Globalization, a necessary objective process inherent in the very system of capitalist economic relations reached new heights towards the last quarter of the last Century thanks mainly to the modern Scientific and Technological Revolution, particularly that in information and communication technology. Globalization in maximising the productive powers of society has also exacerbated the contradictions among different social strata.

Super-exploitation not only denies the working people a decent living it also pauperises the marginalised societies in the Third World by unjust systems of trade etc.

Globalization under the hegemony of monopoly capital has devised new means of weakening the working class - its most formidable and consistent class enemy. The main strategy of globalized monopoly capital has been to blunt the bargaining and hence political power of the working class by weakening or abolishing labour unions. To this end it has introduced and is using more and more contract and seasonal labour.

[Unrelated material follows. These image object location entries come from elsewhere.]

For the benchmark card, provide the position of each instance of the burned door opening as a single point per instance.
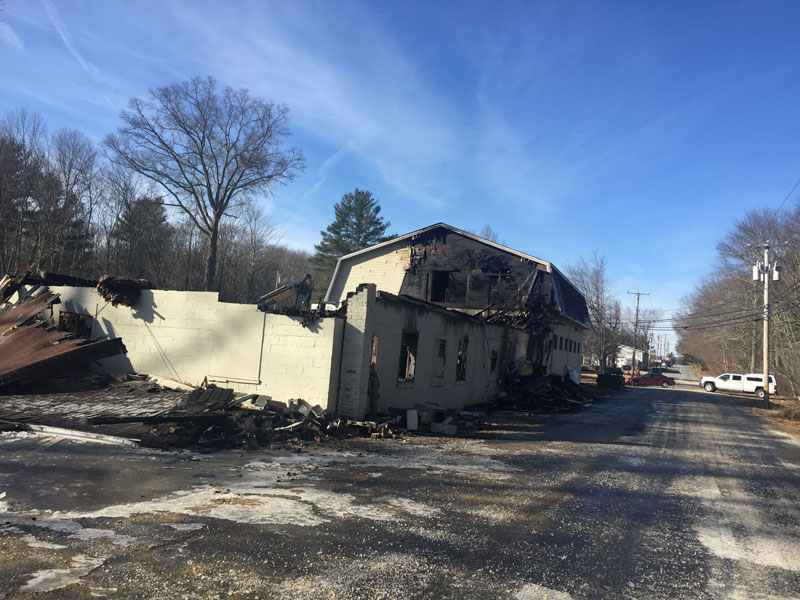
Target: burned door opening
(439, 283)
(461, 359)
(407, 364)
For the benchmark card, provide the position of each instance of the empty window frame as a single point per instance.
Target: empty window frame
(440, 358)
(440, 281)
(407, 365)
(373, 361)
(461, 359)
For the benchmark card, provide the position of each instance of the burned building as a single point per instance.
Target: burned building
(437, 315)
(463, 272)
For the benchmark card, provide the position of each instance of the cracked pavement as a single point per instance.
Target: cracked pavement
(650, 494)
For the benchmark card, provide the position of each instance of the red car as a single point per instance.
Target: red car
(651, 379)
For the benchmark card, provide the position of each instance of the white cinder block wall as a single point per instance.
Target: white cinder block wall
(188, 336)
(385, 267)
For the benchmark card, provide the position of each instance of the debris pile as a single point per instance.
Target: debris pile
(216, 418)
(122, 291)
(544, 394)
(32, 348)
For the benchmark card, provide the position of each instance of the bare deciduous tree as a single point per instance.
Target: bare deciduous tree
(209, 151)
(603, 341)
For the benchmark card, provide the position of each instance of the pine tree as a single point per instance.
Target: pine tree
(358, 224)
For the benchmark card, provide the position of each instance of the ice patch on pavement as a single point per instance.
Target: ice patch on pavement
(186, 526)
(35, 543)
(533, 591)
(48, 580)
(262, 505)
(89, 534)
(769, 551)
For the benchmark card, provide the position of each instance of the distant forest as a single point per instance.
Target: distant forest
(65, 209)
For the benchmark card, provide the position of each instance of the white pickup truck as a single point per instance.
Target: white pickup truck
(733, 382)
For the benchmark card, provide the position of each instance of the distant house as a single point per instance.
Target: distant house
(625, 357)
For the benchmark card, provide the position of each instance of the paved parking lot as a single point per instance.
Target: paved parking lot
(651, 494)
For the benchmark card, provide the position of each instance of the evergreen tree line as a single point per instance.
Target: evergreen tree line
(721, 327)
(65, 209)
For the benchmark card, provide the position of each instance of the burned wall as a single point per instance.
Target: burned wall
(427, 354)
(454, 271)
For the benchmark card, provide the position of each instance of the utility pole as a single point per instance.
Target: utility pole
(761, 271)
(635, 365)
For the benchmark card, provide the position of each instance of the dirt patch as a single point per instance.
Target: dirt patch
(780, 415)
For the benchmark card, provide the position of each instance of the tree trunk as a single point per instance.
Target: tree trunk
(211, 262)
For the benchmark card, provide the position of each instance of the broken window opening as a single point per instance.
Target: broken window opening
(461, 359)
(374, 358)
(441, 279)
(441, 357)
(407, 365)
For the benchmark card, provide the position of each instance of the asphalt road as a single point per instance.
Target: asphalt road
(651, 494)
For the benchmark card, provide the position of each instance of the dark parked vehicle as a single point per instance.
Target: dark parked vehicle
(612, 371)
(651, 379)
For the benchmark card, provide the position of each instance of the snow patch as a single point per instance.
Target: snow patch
(35, 543)
(187, 526)
(53, 579)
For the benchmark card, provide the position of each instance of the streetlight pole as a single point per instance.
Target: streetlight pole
(762, 271)
(635, 365)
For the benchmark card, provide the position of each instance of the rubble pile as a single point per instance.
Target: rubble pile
(216, 418)
(32, 349)
(544, 394)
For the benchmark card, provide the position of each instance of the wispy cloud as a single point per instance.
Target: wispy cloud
(322, 173)
(375, 100)
(10, 38)
(63, 32)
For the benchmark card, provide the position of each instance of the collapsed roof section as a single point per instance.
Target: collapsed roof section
(32, 349)
(459, 270)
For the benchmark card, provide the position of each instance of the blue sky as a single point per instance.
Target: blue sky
(641, 130)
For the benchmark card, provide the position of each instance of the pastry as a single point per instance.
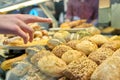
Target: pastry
(36, 57)
(114, 45)
(100, 55)
(99, 39)
(52, 65)
(86, 46)
(52, 43)
(73, 43)
(60, 50)
(108, 70)
(80, 69)
(71, 55)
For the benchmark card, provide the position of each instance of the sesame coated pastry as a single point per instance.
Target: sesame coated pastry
(80, 69)
(60, 50)
(71, 55)
(86, 46)
(100, 55)
(52, 65)
(114, 45)
(108, 70)
(99, 39)
(36, 57)
(73, 43)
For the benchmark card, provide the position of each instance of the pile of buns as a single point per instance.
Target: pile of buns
(76, 24)
(90, 57)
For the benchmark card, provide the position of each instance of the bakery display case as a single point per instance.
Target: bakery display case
(77, 50)
(65, 55)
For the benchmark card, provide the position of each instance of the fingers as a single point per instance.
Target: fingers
(23, 35)
(26, 29)
(30, 19)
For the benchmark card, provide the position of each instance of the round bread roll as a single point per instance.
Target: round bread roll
(65, 25)
(73, 43)
(38, 34)
(52, 43)
(58, 35)
(73, 36)
(114, 45)
(71, 55)
(80, 69)
(108, 70)
(115, 38)
(117, 52)
(36, 57)
(93, 30)
(86, 46)
(61, 34)
(52, 65)
(99, 39)
(100, 55)
(60, 50)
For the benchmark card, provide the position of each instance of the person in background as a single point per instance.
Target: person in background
(17, 24)
(82, 9)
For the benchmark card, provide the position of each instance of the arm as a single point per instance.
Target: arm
(17, 24)
(95, 7)
(69, 13)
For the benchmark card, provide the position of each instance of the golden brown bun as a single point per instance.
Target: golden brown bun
(100, 55)
(36, 57)
(114, 45)
(86, 46)
(80, 69)
(73, 43)
(52, 65)
(108, 70)
(60, 50)
(71, 55)
(99, 39)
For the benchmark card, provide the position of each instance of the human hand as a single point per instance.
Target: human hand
(17, 24)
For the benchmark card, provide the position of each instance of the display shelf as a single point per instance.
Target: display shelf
(20, 5)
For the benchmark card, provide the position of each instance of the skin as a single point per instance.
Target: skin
(17, 24)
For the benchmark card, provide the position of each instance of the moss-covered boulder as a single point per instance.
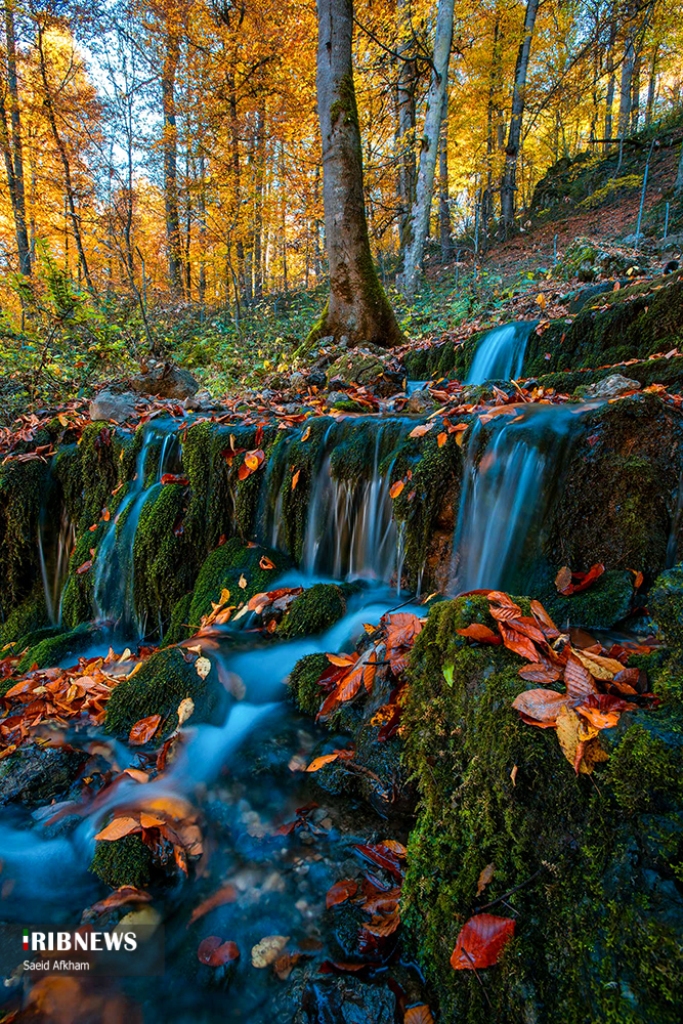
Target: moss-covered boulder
(239, 567)
(616, 502)
(313, 611)
(603, 604)
(166, 679)
(50, 649)
(666, 605)
(591, 867)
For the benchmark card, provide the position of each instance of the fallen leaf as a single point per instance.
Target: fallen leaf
(268, 949)
(480, 942)
(143, 730)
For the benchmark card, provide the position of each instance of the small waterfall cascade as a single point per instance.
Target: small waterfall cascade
(54, 550)
(350, 531)
(510, 476)
(500, 354)
(114, 580)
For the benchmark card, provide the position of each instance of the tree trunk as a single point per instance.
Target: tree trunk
(509, 185)
(407, 87)
(429, 151)
(13, 148)
(444, 229)
(357, 305)
(170, 144)
(70, 198)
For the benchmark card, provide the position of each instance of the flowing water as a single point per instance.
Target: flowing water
(114, 578)
(512, 469)
(500, 353)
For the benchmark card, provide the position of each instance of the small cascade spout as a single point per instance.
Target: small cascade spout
(114, 582)
(54, 550)
(350, 530)
(510, 477)
(500, 354)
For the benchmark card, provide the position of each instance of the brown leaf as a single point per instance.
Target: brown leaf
(143, 730)
(340, 892)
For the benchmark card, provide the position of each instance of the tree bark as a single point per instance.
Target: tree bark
(408, 282)
(509, 185)
(170, 145)
(357, 305)
(12, 146)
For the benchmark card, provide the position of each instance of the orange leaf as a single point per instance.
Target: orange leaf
(340, 892)
(475, 631)
(119, 827)
(214, 952)
(481, 941)
(143, 730)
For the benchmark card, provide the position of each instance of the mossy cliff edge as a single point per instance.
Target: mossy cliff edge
(591, 866)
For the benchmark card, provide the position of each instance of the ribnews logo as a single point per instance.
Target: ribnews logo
(135, 950)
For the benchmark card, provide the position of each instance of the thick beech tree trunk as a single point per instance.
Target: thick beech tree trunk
(425, 187)
(357, 306)
(509, 185)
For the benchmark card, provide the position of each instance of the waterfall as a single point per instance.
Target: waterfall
(500, 354)
(350, 531)
(510, 475)
(114, 580)
(53, 554)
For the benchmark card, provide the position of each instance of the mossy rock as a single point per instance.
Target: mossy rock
(226, 566)
(126, 861)
(48, 651)
(313, 611)
(599, 923)
(603, 604)
(306, 693)
(616, 502)
(158, 688)
(666, 605)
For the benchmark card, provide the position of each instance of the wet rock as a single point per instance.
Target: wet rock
(165, 381)
(420, 401)
(611, 386)
(36, 775)
(111, 406)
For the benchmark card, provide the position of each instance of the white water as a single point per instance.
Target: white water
(506, 491)
(500, 354)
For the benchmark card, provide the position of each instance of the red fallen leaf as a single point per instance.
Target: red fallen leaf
(475, 631)
(540, 706)
(340, 892)
(419, 1015)
(481, 941)
(143, 730)
(227, 894)
(540, 673)
(215, 952)
(502, 607)
(384, 857)
(568, 583)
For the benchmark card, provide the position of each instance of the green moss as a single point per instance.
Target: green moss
(158, 688)
(605, 603)
(666, 605)
(597, 938)
(50, 650)
(225, 567)
(315, 610)
(124, 862)
(303, 683)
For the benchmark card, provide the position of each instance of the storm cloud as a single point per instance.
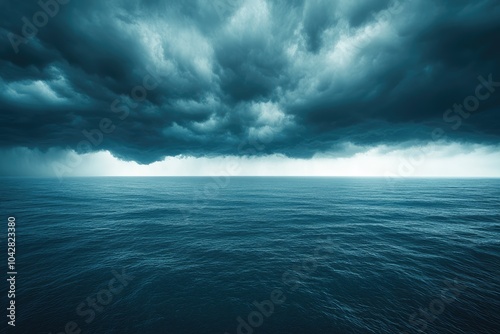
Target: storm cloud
(151, 79)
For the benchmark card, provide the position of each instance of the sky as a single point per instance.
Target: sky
(250, 87)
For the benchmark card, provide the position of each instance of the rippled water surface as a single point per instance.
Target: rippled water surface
(255, 255)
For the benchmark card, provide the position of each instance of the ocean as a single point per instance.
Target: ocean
(253, 255)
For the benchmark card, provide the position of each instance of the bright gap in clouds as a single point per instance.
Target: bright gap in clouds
(446, 160)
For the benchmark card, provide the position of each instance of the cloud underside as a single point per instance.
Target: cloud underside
(149, 80)
(391, 163)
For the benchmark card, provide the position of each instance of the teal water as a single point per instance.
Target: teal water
(254, 255)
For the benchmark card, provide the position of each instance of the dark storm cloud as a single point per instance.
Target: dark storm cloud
(295, 77)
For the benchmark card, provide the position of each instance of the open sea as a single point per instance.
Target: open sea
(253, 255)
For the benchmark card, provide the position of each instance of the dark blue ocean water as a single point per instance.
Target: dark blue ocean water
(254, 255)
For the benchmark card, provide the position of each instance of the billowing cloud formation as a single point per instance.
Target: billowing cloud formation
(150, 79)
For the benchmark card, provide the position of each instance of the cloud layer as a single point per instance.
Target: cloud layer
(151, 79)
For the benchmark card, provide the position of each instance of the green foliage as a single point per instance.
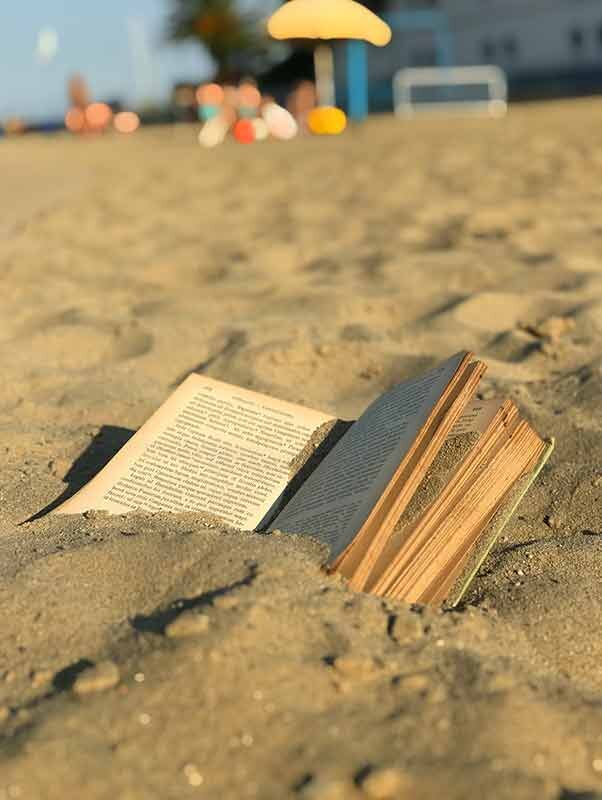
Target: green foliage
(233, 38)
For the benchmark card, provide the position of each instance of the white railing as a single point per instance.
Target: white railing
(492, 78)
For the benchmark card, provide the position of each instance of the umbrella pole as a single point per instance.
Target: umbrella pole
(324, 70)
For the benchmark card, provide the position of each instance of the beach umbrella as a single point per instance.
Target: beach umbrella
(327, 19)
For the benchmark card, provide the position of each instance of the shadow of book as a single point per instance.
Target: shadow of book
(107, 442)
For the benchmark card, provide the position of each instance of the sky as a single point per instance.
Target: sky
(118, 45)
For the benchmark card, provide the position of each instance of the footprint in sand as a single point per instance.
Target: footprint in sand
(51, 342)
(493, 312)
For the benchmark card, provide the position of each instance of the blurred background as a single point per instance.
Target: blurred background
(150, 56)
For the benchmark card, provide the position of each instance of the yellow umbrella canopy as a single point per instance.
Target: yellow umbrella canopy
(328, 19)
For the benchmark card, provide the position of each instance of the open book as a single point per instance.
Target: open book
(408, 499)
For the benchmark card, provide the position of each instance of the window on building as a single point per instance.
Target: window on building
(487, 50)
(576, 39)
(510, 47)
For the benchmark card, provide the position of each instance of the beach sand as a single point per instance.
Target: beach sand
(151, 657)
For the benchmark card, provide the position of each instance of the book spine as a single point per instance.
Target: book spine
(465, 580)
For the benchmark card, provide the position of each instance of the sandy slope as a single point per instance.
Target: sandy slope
(321, 272)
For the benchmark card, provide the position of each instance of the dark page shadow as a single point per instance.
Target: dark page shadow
(107, 442)
(338, 430)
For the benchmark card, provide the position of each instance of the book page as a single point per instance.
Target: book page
(476, 417)
(211, 448)
(338, 496)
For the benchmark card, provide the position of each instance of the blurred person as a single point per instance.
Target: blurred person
(77, 91)
(301, 101)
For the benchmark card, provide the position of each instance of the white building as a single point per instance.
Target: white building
(544, 46)
(527, 36)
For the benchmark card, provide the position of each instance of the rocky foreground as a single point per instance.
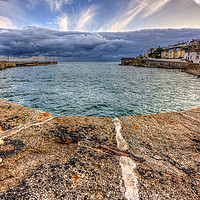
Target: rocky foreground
(141, 157)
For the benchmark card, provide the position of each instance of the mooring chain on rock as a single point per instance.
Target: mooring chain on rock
(128, 166)
(15, 130)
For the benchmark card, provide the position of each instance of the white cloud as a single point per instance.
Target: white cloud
(5, 22)
(132, 9)
(56, 5)
(63, 23)
(86, 19)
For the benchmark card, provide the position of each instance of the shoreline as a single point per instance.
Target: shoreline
(92, 157)
(4, 65)
(191, 68)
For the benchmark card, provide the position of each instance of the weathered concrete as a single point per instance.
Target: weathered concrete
(4, 65)
(139, 157)
(191, 68)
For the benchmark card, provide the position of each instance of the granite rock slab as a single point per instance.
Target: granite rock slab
(138, 157)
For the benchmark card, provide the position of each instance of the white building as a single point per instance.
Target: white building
(193, 56)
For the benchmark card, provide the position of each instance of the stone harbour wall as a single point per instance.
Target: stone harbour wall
(137, 157)
(191, 68)
(4, 65)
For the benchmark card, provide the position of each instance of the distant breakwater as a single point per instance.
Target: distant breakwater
(4, 65)
(191, 68)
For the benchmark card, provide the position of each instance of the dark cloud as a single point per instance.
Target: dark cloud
(33, 41)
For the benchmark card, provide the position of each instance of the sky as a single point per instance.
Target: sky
(94, 29)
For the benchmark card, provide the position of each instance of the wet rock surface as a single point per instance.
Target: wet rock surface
(140, 157)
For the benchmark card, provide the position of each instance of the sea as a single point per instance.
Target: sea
(99, 89)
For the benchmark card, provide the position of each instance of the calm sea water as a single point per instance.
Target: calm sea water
(99, 89)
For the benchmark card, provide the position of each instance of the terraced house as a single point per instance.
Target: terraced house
(193, 56)
(173, 53)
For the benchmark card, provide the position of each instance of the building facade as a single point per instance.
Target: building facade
(193, 56)
(173, 53)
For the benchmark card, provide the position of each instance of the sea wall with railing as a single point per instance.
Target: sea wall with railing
(4, 65)
(192, 68)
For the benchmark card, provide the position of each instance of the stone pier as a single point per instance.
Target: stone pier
(137, 157)
(191, 68)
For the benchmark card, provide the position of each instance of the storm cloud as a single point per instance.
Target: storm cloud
(34, 41)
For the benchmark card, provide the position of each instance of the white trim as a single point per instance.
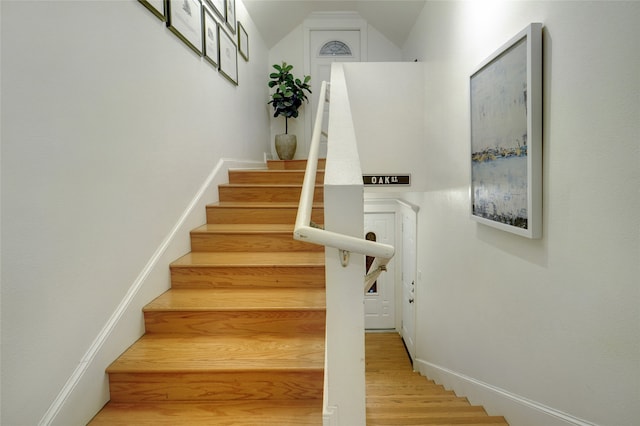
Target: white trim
(517, 405)
(215, 177)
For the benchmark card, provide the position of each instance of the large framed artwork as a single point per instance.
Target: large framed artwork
(228, 53)
(506, 136)
(185, 21)
(210, 39)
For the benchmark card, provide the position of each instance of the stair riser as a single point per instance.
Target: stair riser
(261, 177)
(249, 242)
(236, 322)
(282, 194)
(276, 276)
(234, 215)
(244, 385)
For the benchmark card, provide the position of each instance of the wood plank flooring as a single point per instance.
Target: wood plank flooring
(398, 396)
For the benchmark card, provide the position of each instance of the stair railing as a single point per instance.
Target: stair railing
(344, 400)
(306, 230)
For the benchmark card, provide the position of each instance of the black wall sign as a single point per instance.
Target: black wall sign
(386, 180)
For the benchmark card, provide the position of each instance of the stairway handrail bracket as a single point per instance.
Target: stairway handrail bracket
(304, 231)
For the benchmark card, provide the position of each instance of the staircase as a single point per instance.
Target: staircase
(398, 396)
(239, 337)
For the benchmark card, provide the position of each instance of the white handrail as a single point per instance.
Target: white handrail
(303, 230)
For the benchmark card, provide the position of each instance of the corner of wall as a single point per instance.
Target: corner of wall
(86, 390)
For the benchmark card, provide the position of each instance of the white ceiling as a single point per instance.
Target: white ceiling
(276, 18)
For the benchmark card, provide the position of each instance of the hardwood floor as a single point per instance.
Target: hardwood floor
(398, 396)
(238, 340)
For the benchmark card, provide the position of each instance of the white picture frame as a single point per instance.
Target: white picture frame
(506, 136)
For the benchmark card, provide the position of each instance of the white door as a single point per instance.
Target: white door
(327, 47)
(379, 302)
(409, 279)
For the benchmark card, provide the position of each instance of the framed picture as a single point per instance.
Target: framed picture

Modern day globalization is associated not only with an unprecedented scale of capital exports but also an unprecedented migration of labour across borders thus making native labour superfluous and migrant labour cheaper at the same time.

In the face of global solidarity of capital, the theme of the May Day - international solidarity of the working masses becomes an imperative urgent need. New strategies and new tactics have to be devised to meet the new situation.

The developing countries trapped in perennial debt and abject poverty will have to work out new strategies to charter independent economic and political development. This would not be possible without the solidarity of the working people and their unity with much broader social forces that are threatened by the despotism of monopoly capital.

Since monopoly capitalism thrives in an alliance with collaborative local bourgeois sections it is imperative that the working masses too forge an international alliance to meet the challenge.

Among other strategies devised by global capital to perpetuate its dominance are attempts to incite communal and religious strife and dismember independent states under pseudo-revolutionary slogans. The rapid increase of such movements across the globe following the demise of the Soviet Union and other East European socialist states is no accident of history.

Though the international working class movement has not yet recovered from the reverses consequent to the demise of the European socialist system of states a broad but still embryonic movement against globalization under monopoly hegemony is taking shape though its contours are still hazy. The fate of the international working class will depend on to what extent it can give direction and content to this new alliance that is bound to crystallize in the coming future.